Ce qui me rend terriblement confiante, c’est la force de la solidarité des désarmés, des moins futés, des simples, des moins aisés, des plus vulnérables, des plus exposés, des plus asservis, des plus disponibles, des plus aimants et aimés.
Ce qui me rend sensible et extrêmement croyante, c’est l’invulnérabilité de
ces liens qui se tissent en dehors des traquenards et des combines des
gouverneurs pour perdre leurs gouvernés.
Ce qui me rend tenace et sûre de moi, c’est nos valeurs incontestées, nos mœurs
partagés notre humanité !
Alors ni Caïd Essebsi ni Bouteflika et son hospitalité tacite aux fuyards-famille de Zaba, ni la famille de Zaba dispersée un peu partout en Algérie qui fomente de loin contre son propre sang et son pays pour des fins que nous savons des plus répugnantes et vindicatives, n’arriveront à nous ébranler ni à semer la zizanie entre les deux peuples.

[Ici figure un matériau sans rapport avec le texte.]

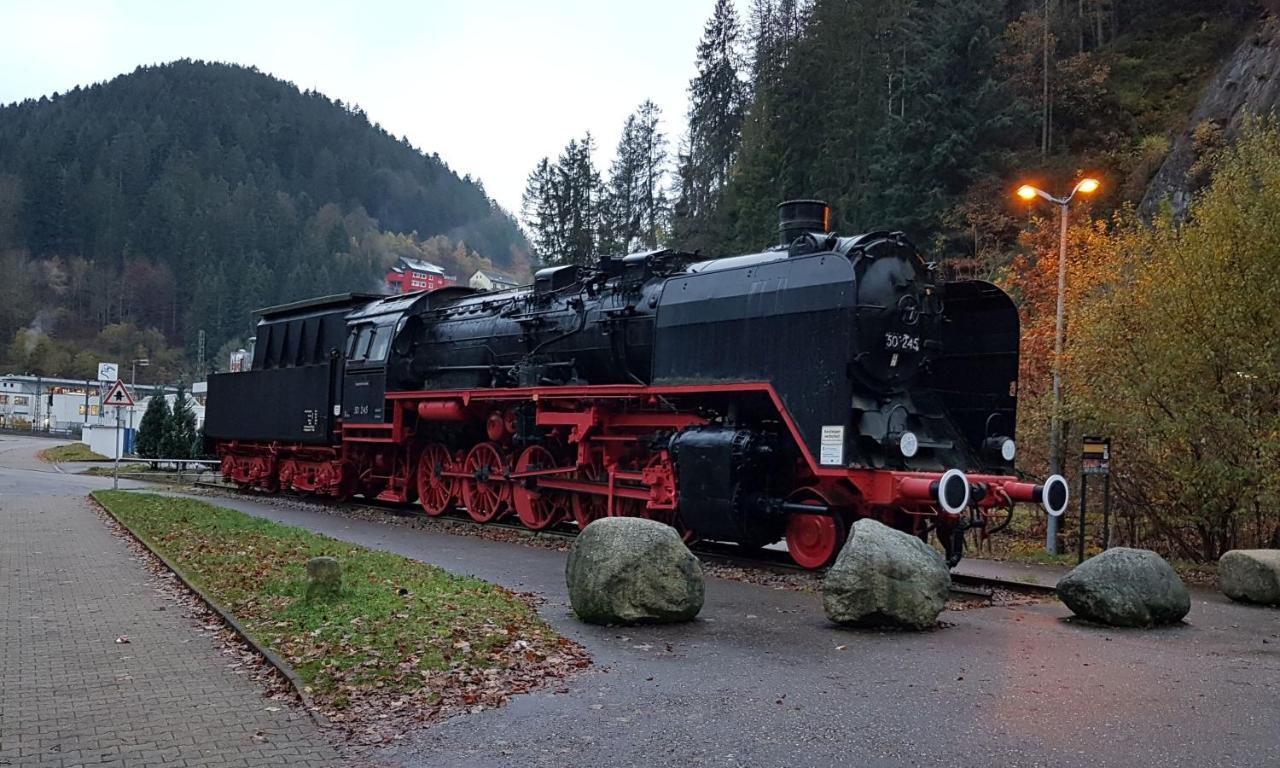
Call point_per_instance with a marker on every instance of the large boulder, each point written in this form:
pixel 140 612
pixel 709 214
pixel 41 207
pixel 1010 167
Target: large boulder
pixel 883 576
pixel 324 577
pixel 1125 588
pixel 1251 575
pixel 629 570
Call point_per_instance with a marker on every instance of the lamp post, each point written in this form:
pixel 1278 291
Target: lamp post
pixel 133 382
pixel 1055 457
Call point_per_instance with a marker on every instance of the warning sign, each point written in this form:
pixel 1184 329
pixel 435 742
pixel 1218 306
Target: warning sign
pixel 118 396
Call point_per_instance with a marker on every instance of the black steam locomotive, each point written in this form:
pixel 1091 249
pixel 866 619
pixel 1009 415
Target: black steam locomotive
pixel 752 398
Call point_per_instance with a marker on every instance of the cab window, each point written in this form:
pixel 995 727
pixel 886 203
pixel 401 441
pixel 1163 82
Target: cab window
pixel 360 341
pixel 379 343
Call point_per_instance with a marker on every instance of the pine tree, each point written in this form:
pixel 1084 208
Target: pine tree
pixel 577 201
pixel 717 109
pixel 538 210
pixel 181 434
pixel 635 209
pixel 154 425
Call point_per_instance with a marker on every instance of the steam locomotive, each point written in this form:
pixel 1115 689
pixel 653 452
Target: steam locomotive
pixel 753 398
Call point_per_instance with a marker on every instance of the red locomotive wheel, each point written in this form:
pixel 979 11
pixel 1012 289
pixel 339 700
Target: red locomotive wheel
pixel 538 508
pixel 434 490
pixel 485 492
pixel 813 540
pixel 589 507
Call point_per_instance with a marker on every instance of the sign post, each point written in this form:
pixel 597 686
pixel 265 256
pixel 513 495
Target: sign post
pixel 1095 460
pixel 118 397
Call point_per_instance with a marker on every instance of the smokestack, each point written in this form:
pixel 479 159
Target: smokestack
pixel 800 216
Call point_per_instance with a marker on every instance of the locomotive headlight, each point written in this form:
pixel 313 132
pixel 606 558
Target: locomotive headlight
pixel 952 492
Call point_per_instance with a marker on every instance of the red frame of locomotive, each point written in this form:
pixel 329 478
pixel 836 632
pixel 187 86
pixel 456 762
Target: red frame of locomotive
pixel 603 467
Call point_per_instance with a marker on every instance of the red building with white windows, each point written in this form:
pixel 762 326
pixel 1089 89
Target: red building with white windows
pixel 414 274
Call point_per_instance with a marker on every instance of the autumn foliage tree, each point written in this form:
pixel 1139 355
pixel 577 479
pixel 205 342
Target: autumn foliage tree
pixel 1173 348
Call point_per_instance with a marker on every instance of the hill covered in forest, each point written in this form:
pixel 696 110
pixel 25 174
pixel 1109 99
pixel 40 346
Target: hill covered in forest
pixel 918 115
pixel 179 197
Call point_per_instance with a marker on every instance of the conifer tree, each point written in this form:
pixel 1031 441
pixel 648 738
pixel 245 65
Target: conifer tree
pixel 181 433
pixel 716 113
pixel 151 429
pixel 635 206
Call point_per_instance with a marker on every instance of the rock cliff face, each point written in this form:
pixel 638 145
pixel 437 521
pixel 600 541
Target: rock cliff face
pixel 1248 83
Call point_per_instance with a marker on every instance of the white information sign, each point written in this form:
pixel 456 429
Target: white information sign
pixel 832 449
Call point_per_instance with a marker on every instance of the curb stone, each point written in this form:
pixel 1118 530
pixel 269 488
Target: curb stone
pixel 266 653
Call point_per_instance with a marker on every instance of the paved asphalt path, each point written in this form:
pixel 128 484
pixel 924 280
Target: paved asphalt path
pixel 69 693
pixel 760 679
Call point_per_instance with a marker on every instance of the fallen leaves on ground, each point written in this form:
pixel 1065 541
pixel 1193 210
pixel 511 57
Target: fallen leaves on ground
pixel 403 644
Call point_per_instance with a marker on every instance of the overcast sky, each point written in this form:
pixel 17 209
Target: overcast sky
pixel 490 86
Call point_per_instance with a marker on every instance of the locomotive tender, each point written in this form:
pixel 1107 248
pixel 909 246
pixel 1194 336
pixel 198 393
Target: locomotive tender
pixel 750 398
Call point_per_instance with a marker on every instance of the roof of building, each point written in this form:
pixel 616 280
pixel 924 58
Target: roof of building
pixel 419 265
pixel 497 277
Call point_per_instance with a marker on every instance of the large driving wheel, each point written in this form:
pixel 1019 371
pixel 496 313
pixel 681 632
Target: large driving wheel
pixel 485 490
pixel 538 507
pixel 434 490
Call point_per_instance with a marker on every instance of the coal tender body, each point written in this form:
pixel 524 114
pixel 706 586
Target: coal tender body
pixel 754 398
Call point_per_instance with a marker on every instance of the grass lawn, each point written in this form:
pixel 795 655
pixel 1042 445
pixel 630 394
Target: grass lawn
pixel 71 452
pixel 400 634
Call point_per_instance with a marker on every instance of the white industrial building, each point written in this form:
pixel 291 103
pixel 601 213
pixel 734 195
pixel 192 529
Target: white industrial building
pixel 51 403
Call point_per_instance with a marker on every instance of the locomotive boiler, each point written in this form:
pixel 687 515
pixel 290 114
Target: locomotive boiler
pixel 750 398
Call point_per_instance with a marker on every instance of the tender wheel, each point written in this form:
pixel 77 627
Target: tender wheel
pixel 813 540
pixel 538 508
pixel 434 490
pixel 485 490
pixel 588 506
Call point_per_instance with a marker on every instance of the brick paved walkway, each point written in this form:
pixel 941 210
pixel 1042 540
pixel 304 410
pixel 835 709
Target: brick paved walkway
pixel 71 695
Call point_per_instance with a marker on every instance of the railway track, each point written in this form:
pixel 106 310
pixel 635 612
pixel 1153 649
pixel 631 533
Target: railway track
pixel 773 561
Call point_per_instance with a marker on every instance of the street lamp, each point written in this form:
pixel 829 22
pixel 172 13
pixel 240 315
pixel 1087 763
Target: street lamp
pixel 1055 458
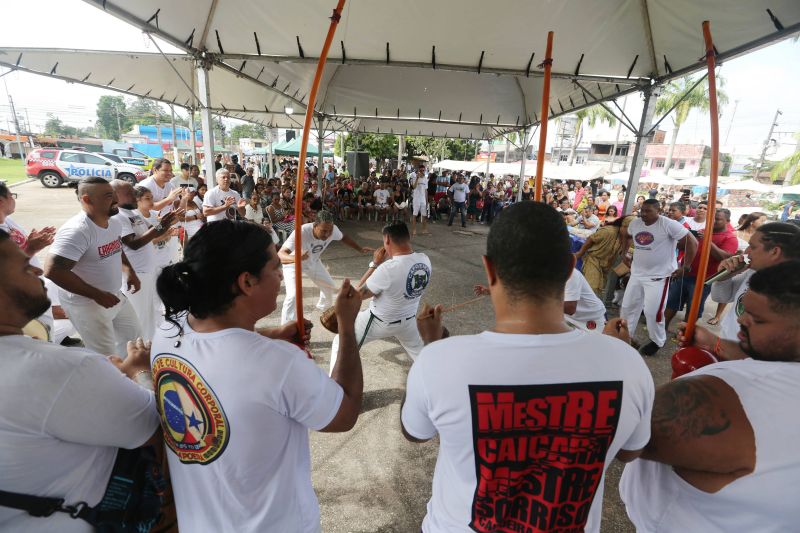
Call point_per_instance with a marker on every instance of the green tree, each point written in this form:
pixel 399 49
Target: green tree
pixel 112 118
pixel 252 131
pixel 789 168
pixel 592 115
pixel 696 98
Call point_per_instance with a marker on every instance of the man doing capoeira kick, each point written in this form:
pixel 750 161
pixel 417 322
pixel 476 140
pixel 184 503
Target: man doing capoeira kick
pixel 652 265
pixel 396 281
pixel 419 183
pixel 316 237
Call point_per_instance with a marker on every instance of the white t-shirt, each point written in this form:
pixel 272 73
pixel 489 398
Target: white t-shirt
pixel 311 244
pixel 159 193
pixel 459 191
pixel 178 180
pixel 589 307
pixel 380 196
pixel 731 290
pixel 421 189
pixel 654 246
pixel 398 285
pixel 98 252
pixel 236 409
pixel 527 424
pixel 66 411
pixel 694 225
pixel 193 226
pixel 658 500
pixel 143 259
pixel 215 197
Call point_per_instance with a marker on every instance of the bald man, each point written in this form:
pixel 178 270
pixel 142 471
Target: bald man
pixel 86 262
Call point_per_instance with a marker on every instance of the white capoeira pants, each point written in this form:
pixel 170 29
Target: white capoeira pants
pixel 146 304
pixel 648 295
pixel 105 331
pixel 371 328
pixel 316 272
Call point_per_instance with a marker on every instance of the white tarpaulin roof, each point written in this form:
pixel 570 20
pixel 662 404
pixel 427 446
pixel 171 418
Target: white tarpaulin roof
pixel 551 171
pixel 455 67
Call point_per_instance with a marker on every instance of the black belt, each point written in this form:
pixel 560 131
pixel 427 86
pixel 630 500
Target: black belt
pixel 392 323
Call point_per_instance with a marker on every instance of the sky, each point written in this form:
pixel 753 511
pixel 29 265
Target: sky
pixel 761 82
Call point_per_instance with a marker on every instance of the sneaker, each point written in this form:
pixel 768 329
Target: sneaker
pixel 649 349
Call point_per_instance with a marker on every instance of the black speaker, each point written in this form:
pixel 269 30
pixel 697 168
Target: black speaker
pixel 358 164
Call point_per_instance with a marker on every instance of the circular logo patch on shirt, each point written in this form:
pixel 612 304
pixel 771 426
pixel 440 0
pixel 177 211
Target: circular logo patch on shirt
pixel 417 280
pixel 194 423
pixel 739 307
pixel 643 238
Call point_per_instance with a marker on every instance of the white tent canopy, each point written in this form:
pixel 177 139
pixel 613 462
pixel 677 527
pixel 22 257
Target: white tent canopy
pixel 397 64
pixel 551 170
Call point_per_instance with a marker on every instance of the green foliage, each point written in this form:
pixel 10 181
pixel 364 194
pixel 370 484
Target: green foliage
pixel 112 118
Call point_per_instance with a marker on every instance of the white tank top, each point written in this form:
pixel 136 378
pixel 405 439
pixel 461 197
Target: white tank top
pixel 766 501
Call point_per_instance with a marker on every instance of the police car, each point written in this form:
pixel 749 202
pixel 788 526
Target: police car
pixel 54 166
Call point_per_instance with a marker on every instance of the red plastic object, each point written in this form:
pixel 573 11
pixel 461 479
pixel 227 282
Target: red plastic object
pixel 689 359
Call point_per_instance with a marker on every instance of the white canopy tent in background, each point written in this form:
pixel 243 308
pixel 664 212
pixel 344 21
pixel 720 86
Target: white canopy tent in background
pixel 393 69
pixel 551 170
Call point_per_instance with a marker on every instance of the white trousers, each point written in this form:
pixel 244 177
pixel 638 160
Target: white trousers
pixel 648 295
pixel 105 331
pixel 405 331
pixel 317 273
pixel 146 304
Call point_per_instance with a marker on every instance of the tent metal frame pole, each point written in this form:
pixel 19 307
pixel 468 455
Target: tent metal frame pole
pixel 705 248
pixel 206 122
pixel 175 155
pixel 193 135
pixel 648 112
pixel 548 64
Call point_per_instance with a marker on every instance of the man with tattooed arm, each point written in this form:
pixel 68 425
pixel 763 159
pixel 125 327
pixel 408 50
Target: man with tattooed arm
pixel 723 449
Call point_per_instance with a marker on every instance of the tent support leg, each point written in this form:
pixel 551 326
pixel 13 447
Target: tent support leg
pixel 648 112
pixel 193 136
pixel 548 64
pixel 206 123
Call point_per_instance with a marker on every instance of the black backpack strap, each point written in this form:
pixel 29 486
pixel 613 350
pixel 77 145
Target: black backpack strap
pixel 40 506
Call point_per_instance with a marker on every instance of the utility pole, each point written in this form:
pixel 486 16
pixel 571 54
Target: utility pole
pixel 766 144
pixel 730 124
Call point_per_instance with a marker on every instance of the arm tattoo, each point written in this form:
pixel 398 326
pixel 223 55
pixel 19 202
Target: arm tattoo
pixel 686 409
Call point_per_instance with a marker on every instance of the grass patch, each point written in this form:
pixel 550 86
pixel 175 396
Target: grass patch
pixel 12 170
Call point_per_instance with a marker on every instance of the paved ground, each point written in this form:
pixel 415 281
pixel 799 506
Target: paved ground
pixel 371 479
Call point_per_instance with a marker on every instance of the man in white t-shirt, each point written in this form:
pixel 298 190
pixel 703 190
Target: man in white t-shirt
pixel 166 196
pixel 530 413
pixel 395 281
pixel 458 192
pixel 64 412
pixel 137 236
pixel 582 307
pixel 221 202
pixel 419 184
pixel 86 261
pixel 315 238
pixel 723 452
pixel 184 179
pixel 654 262
pixel 771 244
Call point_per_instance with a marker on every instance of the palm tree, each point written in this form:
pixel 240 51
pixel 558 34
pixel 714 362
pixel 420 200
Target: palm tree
pixel 789 168
pixel 696 98
pixel 593 114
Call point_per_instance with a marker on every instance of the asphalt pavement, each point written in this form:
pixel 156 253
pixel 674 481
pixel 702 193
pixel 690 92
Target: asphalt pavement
pixel 371 479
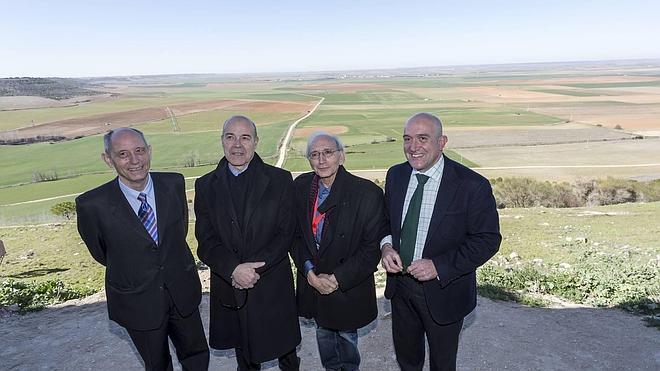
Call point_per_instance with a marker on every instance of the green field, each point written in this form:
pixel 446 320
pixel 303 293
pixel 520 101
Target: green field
pixel 370 113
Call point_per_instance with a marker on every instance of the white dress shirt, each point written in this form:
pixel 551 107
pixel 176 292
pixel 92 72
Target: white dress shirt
pixel 131 196
pixel 428 203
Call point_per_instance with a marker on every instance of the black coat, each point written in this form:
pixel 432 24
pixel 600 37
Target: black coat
pixel 355 222
pixel 464 233
pixel 138 270
pixel 267 325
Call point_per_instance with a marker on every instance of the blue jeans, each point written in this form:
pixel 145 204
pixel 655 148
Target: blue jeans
pixel 338 349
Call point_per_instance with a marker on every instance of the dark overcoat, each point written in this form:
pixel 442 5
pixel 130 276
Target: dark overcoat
pixel 355 222
pixel 137 270
pixel 266 326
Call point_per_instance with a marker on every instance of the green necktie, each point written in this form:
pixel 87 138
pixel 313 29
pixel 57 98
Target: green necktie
pixel 409 228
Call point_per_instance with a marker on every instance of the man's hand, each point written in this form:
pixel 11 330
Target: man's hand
pixel 244 275
pixel 423 270
pixel 390 259
pixel 323 283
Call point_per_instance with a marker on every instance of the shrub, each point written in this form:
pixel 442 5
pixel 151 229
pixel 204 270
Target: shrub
pixel 527 192
pixel 45 176
pixel 597 279
pixel 65 209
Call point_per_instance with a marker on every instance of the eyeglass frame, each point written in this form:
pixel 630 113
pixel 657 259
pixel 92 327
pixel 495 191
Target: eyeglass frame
pixel 316 155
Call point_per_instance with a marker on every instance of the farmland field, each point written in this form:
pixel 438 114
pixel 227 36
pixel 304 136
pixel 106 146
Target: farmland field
pixel 532 120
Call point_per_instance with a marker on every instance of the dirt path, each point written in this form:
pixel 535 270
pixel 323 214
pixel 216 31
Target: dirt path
pixel 498 336
pixel 284 145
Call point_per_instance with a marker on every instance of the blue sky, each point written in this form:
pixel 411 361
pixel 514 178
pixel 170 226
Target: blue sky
pixel 101 38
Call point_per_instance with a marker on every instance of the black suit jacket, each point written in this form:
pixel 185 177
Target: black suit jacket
pixel 267 326
pixel 463 234
pixel 137 270
pixel 355 222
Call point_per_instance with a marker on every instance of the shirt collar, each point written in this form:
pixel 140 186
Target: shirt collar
pixel 435 172
pixel 235 171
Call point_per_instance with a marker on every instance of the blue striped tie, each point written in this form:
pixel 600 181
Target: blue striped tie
pixel 147 217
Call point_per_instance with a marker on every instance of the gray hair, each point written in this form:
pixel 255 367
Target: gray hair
pixel 323 134
pixel 107 138
pixel 425 116
pixel 236 118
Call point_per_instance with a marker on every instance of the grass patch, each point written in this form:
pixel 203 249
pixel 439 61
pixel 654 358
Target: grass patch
pixel 33 296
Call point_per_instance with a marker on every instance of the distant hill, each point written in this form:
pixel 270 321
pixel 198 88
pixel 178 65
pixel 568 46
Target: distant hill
pixel 53 88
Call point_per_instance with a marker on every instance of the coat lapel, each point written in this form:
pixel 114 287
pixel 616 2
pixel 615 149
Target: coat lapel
pixel 448 187
pixel 256 191
pixel 222 202
pixel 399 189
pixel 122 211
pixel 161 192
pixel 309 208
pixel 329 206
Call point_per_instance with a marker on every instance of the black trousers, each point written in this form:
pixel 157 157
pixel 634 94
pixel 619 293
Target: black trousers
pixel 287 362
pixel 411 320
pixel 187 335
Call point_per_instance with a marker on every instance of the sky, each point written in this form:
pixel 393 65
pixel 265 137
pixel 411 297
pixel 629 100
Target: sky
pixel 74 38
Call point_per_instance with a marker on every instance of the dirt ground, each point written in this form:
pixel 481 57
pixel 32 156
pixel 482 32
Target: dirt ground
pixel 496 336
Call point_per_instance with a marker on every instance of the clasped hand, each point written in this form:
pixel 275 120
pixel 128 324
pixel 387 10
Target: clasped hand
pixel 422 269
pixel 245 276
pixel 323 283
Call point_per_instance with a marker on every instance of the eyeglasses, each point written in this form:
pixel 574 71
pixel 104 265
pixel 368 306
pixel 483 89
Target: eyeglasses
pixel 326 154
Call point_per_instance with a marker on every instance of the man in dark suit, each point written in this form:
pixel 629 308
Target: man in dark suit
pixel 245 228
pixel 136 226
pixel 341 220
pixel 444 225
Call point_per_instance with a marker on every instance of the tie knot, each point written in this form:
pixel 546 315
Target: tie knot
pixel 421 179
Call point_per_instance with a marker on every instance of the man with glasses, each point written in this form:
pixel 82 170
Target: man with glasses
pixel 136 226
pixel 341 220
pixel 244 229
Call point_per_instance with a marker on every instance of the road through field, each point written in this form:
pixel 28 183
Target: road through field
pixel 281 157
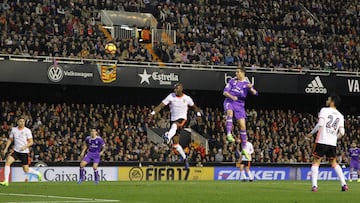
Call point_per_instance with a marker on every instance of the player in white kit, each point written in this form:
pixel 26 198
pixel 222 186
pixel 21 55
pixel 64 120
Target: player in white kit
pixel 179 104
pixel 329 128
pixel 23 140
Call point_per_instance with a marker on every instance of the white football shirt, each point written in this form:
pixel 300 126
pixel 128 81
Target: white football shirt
pixel 20 137
pixel 249 148
pixel 178 105
pixel 331 120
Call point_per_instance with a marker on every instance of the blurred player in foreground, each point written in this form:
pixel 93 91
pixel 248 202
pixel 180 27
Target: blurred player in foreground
pixel 95 147
pixel 329 128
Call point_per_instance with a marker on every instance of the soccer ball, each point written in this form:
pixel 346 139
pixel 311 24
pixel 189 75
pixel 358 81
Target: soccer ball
pixel 110 48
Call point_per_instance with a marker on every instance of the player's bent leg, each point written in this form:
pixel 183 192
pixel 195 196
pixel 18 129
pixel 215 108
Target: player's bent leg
pixel 82 171
pixel 339 173
pixel 30 170
pixel 315 172
pixel 96 173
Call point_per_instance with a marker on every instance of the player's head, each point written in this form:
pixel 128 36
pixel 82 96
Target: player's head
pixel 240 72
pixel 21 121
pixel 93 132
pixel 178 88
pixel 333 100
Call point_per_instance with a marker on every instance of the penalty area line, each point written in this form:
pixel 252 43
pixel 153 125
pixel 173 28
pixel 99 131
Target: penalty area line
pixel 74 199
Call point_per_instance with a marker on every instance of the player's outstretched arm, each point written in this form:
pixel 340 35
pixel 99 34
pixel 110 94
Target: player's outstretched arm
pixel 8 143
pixel 252 89
pixel 228 95
pixel 197 109
pixel 157 109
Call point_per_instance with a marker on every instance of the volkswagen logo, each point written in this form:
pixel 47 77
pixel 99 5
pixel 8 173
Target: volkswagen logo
pixel 55 73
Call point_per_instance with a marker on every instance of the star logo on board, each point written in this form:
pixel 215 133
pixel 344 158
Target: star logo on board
pixel 145 77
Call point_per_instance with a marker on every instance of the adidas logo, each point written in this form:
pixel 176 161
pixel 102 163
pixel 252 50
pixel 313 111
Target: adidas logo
pixel 316 86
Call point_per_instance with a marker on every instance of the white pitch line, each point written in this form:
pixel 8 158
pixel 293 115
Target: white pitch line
pixel 77 199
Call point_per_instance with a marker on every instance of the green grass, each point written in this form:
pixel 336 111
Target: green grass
pixel 180 191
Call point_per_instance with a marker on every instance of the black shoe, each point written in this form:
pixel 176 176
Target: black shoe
pixel 186 163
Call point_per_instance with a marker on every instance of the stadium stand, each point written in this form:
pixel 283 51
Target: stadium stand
pixel 59 129
pixel 314 35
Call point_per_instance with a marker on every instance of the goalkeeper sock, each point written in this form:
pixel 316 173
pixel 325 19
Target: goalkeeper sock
pixel 172 131
pixel 229 124
pixel 340 174
pixel 243 138
pixel 179 148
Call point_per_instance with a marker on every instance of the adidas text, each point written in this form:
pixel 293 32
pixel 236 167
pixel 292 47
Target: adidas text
pixel 316 86
pixel 320 90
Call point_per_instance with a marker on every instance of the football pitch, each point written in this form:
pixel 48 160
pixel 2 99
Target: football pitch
pixel 179 191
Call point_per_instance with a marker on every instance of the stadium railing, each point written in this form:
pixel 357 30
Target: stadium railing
pixel 67 60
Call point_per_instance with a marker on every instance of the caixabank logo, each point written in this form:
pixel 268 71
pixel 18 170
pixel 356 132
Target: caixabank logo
pixel 316 87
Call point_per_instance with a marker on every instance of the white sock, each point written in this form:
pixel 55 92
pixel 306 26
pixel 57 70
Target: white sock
pixel 314 175
pixel 340 174
pixel 7 173
pixel 250 175
pixel 172 131
pixel 32 171
pixel 179 148
pixel 242 175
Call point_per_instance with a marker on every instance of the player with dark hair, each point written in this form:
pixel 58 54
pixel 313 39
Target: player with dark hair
pixel 95 147
pixel 329 128
pixel 354 154
pixel 235 93
pixel 178 102
pixel 23 140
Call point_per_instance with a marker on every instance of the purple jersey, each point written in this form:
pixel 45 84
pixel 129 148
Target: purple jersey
pixel 239 89
pixel 94 145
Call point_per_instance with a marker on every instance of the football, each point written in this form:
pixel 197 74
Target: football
pixel 110 48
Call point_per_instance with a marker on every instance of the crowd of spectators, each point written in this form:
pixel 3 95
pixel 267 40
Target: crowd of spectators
pixel 278 135
pixel 320 34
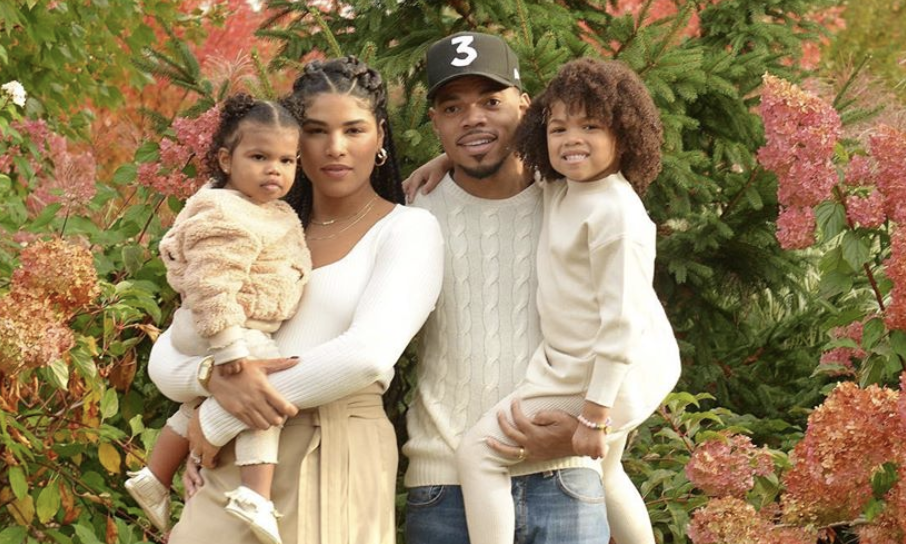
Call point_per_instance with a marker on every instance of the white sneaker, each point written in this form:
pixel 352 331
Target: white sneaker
pixel 152 495
pixel 257 511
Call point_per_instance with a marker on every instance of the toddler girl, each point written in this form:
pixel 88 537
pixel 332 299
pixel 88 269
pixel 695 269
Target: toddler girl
pixel 609 355
pixel 237 256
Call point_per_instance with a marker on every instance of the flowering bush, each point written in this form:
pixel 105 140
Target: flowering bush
pixel 179 166
pixel 847 471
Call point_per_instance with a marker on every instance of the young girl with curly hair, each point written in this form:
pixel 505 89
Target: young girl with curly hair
pixel 608 353
pixel 237 256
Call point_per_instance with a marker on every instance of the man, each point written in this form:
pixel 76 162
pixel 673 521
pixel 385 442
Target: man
pixel 477 343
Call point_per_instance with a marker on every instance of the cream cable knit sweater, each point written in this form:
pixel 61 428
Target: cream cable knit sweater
pixel 476 345
pixel 356 317
pixel 236 264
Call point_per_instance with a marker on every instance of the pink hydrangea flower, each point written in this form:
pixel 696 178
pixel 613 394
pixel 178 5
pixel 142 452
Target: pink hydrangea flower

De la rancune mes amis de la rancune qu’ils vendent sans hésiter en aggravant
des intox et en dispersant les affinités.
Nous comprenons par respect de volonté en tant que peuple tunisien que l’Algérien opte pour le mutisme, sortant depuis peu de guerres sanglantes et de
beaucoup d’affront, mais nous ne saurons comprendre s’il se laisse berner par des ripoux et des moins que rien, voleurs et suceurs de sang, ou qu’il se laisse
étreindre par de fausses intox dont certains esprits malsains calomnient mon
pays pour le dé-perdre ou faussement le dé-sécuriser.
Ne les écoutez pas, ils sont abîme et géhennée!
Continuez à venir mes amis des plus nombreux dans cette terre d’accueil qui vous a toujours été réservés!